North Sea oil industry loses 7bn investment

Article by Staff Writer

INVESTMENT in North Sea oil and gas has fallen by approximately £7bn (US$9.8bn) despite cost-reducing efforts, according to an industry body survey report.

Oil and Gas UK reports that the industry is expected to approve less than £1bn to spend on new projects, compared to a typical figure of around £8bn/y over the last five years. The body has called on the UK government for reforms on the special taxes paid by the industry to attract investment and minimise capacity loss during the downturn.

The body’s 2016 Activity Survey suggests the downturn was occurring despite efforts to improve efficiency and reduce operating costs.

The oil price has fallen from over US$100/bbl in 2014 to a low of under US$21/bbl in 2015. The oil price is currently under US$35/bbl.

The reports suggests that if the price remains at around US$30/bbl or lower throughout 2016, around half of the UK Continental Shelf (UKCS) oil fields are likely to operate at a loss, thereby deterring further exploration and capital investment.

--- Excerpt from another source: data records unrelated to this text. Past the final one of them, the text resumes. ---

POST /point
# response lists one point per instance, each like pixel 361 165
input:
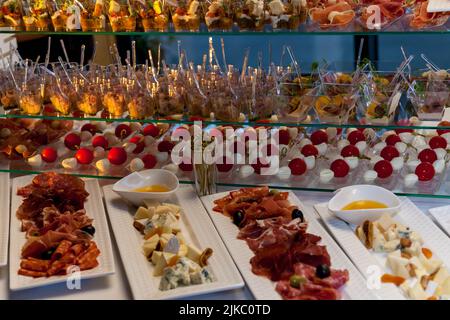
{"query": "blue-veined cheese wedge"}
pixel 150 203
pixel 156 256
pixel 167 259
pixel 172 246
pixel 444 288
pixel 398 264
pixel 142 213
pixel 441 276
pixel 141 224
pixel 150 245
pixel 431 265
pixel 182 252
pixel 416 292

Deirdre Michie, CEO of Oil & Gas UK, said, “The UKCS is entering a phase of ‘super maturity’. The report highlights the challenges that the falling oil price poses in our capability to maximise economic recovery of the UK’s offshore oil and gas.

“A coherent approach by the industry, regulator and government will be critical to boost the industry’s competitiveness and its investors’ confidence.”

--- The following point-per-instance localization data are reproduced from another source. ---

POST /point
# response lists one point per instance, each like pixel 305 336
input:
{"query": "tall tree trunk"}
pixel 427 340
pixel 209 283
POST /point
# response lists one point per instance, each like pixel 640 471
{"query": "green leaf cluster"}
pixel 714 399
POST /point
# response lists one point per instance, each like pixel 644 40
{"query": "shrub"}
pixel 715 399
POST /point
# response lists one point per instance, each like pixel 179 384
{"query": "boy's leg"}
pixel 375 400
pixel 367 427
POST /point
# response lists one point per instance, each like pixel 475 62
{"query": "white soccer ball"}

The report also suggests that decommissioning of rigs is accelerating. The body expects 20% of the UKCS oil fields to cease production between 2015 and 2020, as more projects continue to lose commercial viability in the current climate.

The Scottish and UK governments recently announced a £250m “city deal” investment for the Aberdeen industry to reinvigorate North Sea oil.

Michie added, “We need a highly competitive, low tax, high activity province, which is attractive to a variety of operators. It is absolutely crucial that the recently announced Aberdeen City Region Deal, which will help support the industry in the longer term, is accompanied by the right signals in relation to the tax regime.”